Why it matters: If the Court finds the individual mandate unconstitutional, then severability will become a key issue in determining how much of the law falls with it. It could decide that just the mandate falls, leaving the insurance industry with a pretty big challenge. Or it could rule that the mandated purchase of health insurance is so critical to the health reform law that if it goes down, it takes other key parts of the Affordable Care Act with it.
What it is: The health reform law expands Medicaid to cover everyone under 133 percent of the federal poverty line (about $14,000 for an individual) in 2014. Medicaid is run as a state-federal partnership and, right now, states are only required to cover specific demographics, groups like low-income, pregnant women and the blind or disabled.
What they’ll argue: The states contend that this provision is too onerous: They’ll be responsible for footing part of the Medicaid expansion’s bill, and say they can’t afford the costs.
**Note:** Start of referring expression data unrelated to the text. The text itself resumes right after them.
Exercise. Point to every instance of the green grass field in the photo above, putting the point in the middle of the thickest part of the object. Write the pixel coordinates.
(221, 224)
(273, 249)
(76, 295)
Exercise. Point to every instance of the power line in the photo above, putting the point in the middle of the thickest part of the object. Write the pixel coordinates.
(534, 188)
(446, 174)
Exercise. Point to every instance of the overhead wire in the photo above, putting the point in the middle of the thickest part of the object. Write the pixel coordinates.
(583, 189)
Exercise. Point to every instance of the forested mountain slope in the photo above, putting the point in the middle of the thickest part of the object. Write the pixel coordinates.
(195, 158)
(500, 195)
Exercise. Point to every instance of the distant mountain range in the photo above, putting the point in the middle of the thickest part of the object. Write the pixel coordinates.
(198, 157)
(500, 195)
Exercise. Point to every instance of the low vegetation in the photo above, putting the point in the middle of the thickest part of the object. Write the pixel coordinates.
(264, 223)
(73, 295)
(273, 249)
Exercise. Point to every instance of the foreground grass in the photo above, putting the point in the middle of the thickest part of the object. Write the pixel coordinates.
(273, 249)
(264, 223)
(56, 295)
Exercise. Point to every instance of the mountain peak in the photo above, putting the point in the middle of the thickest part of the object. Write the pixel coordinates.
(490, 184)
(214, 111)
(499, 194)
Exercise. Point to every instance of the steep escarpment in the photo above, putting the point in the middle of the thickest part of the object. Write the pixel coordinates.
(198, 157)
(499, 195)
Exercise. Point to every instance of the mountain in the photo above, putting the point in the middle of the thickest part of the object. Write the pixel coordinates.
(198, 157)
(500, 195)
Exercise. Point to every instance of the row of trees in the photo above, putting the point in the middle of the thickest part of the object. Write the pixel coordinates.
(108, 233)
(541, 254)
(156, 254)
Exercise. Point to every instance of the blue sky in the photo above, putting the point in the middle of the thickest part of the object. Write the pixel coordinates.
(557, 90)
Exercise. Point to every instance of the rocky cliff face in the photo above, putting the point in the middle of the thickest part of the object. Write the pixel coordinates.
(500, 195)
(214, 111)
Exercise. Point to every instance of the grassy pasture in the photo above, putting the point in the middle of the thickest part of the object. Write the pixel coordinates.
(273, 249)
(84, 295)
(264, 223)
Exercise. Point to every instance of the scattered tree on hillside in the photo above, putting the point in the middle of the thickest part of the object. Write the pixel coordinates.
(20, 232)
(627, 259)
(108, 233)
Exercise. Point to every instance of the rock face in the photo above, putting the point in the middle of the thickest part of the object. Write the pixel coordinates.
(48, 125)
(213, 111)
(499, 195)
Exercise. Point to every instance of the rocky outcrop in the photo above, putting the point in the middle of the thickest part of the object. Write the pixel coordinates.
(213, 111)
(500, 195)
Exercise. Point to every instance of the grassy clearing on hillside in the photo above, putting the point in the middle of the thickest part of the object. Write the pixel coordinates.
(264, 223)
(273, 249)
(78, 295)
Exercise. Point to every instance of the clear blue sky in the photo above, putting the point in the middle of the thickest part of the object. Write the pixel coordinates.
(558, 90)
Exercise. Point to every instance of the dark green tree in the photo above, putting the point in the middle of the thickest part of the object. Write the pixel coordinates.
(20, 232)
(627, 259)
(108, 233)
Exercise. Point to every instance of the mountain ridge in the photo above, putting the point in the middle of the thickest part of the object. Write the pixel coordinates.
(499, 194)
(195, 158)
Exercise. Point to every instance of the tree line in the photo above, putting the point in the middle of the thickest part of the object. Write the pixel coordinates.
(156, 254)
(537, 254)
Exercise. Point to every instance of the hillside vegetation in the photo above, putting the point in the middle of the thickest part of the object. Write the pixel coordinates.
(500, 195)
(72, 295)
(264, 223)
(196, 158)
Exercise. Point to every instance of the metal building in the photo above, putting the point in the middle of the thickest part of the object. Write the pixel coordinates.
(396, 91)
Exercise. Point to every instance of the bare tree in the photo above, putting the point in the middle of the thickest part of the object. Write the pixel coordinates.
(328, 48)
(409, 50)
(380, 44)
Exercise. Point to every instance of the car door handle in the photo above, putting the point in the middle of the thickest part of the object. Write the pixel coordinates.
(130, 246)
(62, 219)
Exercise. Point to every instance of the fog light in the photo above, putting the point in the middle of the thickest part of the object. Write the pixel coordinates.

The federal government, for its part, has centered its argument on the fact that states voluntarily participate in Medicaid. If they don’t like the new expansion, they could pull out of the program.
When it happens: Wednesday, March 28, 1-2 p.m.
Why it matters: Since states’ participation in Medicaid is voluntary, Supreme Court watchers widely expect the justices to find this part of the law constitutional. There is worry though, that if they were to strike down this part of the law, it could set sweeping new precedent for how state-federal partnership programs function.
The first one today on "anti-injunction" was specifically requested by the Court. Some people have speculated that perhaps they asked for this argument to be made in order to enable them to delay a ruling on the law's constitutionality until 2015. That's an important thing to watch for.
The last one on Medicaid expansion seems like a no-brainer to me. If Medicaid was unconstitutional, that would have been decided by now. So the crux of the matter comes down to the individual mandate. And IF it is declared unconstitutional, does that invalidate the whole ACA.
So there you have it - a summary of what everyone will be talking about for the next 3 days. But unless you have the ability to do a Vulcan mind-meld with Justice Kennedy, don't expect much actual news. The real story will happen in late June when the Court announces its decision.